- Avoid or limit caffeine, nicotine, and alcohol. Don't use them at all late in the day or in the evening.
- Check all of your medicines with your doctor to see if they could be affecting your sleep. To help avoid sleep problems, you may be able to adjust your dose or change the time of day you take your medicine.
- Use the evening hours for settling down. Avoid watching TV and using the computer or phone if they keep you from getting to sleep.
- Create a bedtime routine that you do each night to help teach your body and mind that it is time to wind down. For example, before bed, take a warm shower, listen to soothing music, or have a cup of herbal tea.
- Make exercise a regular part of your life, but don't do it within 3 or 4 hours of bedtime.

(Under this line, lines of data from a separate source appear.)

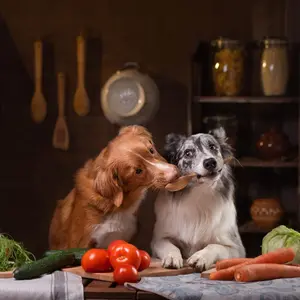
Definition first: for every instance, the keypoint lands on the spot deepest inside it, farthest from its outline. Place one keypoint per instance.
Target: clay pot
(272, 145)
(266, 212)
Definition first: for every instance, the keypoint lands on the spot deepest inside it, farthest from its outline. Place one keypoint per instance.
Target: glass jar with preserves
(274, 66)
(227, 67)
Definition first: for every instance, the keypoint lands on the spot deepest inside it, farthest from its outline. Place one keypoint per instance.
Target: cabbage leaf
(282, 237)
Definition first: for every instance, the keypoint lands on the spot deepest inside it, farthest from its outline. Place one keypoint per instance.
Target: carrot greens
(12, 254)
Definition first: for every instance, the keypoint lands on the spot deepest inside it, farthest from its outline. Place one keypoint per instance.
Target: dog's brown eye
(138, 171)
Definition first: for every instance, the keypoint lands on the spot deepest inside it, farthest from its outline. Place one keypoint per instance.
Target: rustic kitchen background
(161, 35)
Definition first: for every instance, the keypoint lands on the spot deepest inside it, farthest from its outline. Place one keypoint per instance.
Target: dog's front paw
(172, 261)
(201, 261)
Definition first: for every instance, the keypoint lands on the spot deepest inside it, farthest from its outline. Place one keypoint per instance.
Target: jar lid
(220, 41)
(274, 40)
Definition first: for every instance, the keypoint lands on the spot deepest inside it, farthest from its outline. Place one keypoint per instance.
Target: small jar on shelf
(228, 67)
(274, 67)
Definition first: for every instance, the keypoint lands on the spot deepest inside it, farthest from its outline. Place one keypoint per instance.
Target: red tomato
(95, 260)
(125, 254)
(145, 260)
(125, 273)
(113, 244)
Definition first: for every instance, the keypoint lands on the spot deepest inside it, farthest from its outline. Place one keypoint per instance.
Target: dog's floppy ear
(172, 144)
(220, 135)
(135, 129)
(107, 184)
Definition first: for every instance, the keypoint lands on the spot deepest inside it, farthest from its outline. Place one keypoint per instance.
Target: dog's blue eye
(188, 153)
(212, 147)
(138, 171)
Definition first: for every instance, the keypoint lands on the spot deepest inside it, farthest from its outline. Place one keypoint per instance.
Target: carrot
(279, 256)
(226, 263)
(265, 272)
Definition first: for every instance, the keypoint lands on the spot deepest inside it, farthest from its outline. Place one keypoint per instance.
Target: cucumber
(78, 253)
(44, 265)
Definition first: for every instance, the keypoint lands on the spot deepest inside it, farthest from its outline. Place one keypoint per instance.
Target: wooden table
(95, 289)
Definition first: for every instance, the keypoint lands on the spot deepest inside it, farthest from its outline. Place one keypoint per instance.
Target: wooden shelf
(251, 227)
(257, 163)
(262, 99)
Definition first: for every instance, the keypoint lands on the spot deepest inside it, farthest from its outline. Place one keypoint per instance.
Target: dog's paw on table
(200, 261)
(172, 261)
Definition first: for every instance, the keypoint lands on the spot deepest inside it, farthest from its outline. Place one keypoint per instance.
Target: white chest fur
(195, 218)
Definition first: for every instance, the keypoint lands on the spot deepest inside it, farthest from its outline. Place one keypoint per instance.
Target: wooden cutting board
(154, 270)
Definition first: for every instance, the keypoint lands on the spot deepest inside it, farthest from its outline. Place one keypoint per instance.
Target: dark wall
(160, 35)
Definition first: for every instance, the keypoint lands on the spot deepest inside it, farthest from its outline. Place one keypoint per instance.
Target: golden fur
(112, 182)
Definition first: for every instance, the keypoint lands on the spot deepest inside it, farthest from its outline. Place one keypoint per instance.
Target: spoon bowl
(180, 183)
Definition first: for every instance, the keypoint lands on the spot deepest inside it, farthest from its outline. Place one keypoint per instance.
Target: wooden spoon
(61, 134)
(38, 102)
(180, 183)
(183, 181)
(81, 102)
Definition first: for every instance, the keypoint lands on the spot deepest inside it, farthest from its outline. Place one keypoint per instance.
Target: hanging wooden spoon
(81, 102)
(61, 133)
(180, 183)
(38, 102)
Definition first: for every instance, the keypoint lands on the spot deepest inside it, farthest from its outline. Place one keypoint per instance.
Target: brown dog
(108, 191)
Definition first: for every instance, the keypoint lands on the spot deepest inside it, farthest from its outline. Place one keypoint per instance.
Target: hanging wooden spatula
(81, 102)
(61, 133)
(38, 102)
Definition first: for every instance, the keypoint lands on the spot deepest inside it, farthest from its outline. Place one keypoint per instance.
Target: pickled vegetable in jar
(228, 67)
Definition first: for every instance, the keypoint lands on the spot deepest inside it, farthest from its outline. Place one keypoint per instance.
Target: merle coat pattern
(199, 222)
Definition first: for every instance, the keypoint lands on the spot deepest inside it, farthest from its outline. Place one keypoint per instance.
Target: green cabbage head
(282, 237)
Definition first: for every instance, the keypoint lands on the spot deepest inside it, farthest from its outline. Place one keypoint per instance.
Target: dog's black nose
(209, 164)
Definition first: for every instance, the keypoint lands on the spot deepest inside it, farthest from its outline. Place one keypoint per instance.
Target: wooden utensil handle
(61, 93)
(38, 54)
(81, 58)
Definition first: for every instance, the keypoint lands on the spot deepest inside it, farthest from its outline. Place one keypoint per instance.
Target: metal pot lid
(125, 97)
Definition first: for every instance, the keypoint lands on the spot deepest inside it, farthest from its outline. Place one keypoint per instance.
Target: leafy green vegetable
(12, 254)
(282, 237)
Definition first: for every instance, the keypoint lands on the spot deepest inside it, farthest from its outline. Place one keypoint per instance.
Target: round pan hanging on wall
(129, 97)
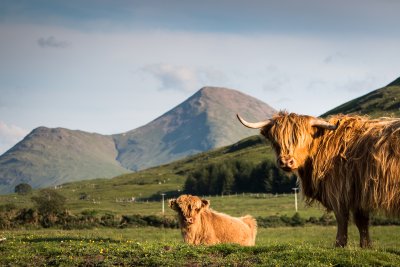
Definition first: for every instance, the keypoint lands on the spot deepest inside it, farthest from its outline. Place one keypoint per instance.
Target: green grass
(302, 246)
(379, 103)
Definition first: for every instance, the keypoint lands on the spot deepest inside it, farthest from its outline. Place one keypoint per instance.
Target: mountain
(381, 102)
(206, 120)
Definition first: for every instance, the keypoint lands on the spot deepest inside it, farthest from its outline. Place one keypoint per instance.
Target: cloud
(182, 78)
(275, 80)
(10, 135)
(51, 42)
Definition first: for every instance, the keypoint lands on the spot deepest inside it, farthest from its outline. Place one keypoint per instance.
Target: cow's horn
(253, 125)
(323, 124)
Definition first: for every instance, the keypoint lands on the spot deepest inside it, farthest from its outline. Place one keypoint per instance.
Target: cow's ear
(172, 204)
(205, 203)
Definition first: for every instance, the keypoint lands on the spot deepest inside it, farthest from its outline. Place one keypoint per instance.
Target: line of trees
(236, 176)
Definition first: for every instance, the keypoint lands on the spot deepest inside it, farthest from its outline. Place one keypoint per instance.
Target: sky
(110, 66)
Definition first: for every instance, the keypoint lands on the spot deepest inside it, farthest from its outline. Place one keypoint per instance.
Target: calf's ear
(205, 203)
(172, 204)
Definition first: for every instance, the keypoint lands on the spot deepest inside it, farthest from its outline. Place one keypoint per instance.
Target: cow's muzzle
(189, 220)
(287, 163)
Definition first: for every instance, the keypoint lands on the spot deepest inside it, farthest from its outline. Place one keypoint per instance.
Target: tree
(23, 189)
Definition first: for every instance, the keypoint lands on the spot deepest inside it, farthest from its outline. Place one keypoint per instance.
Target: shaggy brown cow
(202, 225)
(348, 163)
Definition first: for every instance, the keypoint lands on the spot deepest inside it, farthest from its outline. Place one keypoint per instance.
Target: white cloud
(51, 42)
(10, 135)
(181, 78)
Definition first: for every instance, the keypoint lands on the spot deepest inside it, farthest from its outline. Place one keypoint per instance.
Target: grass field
(300, 246)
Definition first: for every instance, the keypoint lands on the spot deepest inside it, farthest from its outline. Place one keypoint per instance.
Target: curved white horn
(320, 123)
(253, 125)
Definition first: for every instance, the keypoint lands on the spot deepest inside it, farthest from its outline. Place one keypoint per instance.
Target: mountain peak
(395, 82)
(206, 120)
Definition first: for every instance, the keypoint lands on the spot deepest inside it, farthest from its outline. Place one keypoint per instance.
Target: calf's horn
(253, 125)
(320, 123)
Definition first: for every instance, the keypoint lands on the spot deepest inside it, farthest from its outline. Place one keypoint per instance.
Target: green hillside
(379, 103)
(112, 195)
(48, 157)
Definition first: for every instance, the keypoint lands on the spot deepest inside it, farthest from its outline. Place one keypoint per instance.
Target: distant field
(301, 246)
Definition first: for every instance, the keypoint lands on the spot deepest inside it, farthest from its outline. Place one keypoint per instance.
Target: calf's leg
(342, 218)
(362, 221)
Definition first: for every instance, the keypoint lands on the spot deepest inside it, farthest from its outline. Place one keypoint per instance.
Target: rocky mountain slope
(204, 121)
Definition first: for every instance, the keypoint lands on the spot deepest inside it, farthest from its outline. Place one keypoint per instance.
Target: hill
(204, 121)
(378, 103)
(47, 157)
(148, 183)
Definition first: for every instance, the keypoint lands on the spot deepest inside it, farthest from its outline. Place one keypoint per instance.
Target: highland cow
(350, 164)
(201, 225)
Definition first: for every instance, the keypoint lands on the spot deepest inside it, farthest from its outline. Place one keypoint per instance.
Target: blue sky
(111, 66)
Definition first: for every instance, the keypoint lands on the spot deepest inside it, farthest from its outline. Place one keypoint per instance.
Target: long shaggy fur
(202, 225)
(353, 168)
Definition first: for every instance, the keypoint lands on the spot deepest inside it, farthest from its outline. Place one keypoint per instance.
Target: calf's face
(188, 207)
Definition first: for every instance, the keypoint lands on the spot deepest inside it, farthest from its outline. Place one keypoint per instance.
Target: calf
(202, 225)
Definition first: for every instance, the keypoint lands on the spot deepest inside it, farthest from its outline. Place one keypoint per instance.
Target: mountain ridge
(51, 156)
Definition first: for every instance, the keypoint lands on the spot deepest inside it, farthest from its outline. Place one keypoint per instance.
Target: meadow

- Keep your bedroom quiet, dark, and cool. Try using a sleep mask and earplugs to help you sleep.
- If you can't fall asleep (or fall back to sleep) after 20 minutes, get out of bed and do a quiet task. This will help you to not link being in bed with not being able to sleep.
- If you are overweight, set goals to manage your weight. Being overweight can be linked with sleep problems.
For more tips on how to improve your sleep, see:Insomnia: Improving Your Sleep.Shift Work Sleep Disorder. Sleep: Helping Your Children-and Yourself-Sleep Well. Sleep Problems: Dealing With Jet Lag.
Sleep tips for older adults
Older adults, especially those living in nursing homes or who are cared for by others, often have ongoing sleep problems. It's natural for your sleep patterns to change as you get older, but it doesn't mean that you need less sleep or that the sleep you do get is enough.
There are things you can do to cope with changing sleep patterns as you get older, such as having familiar evening and nighttime routines.
Treatment if sleep problems don't get better
Be sure to talk to your doctor if your sleep problem gets worse, if it lasts for more than 2 weeks, or if your symptoms become more severe or happen more often.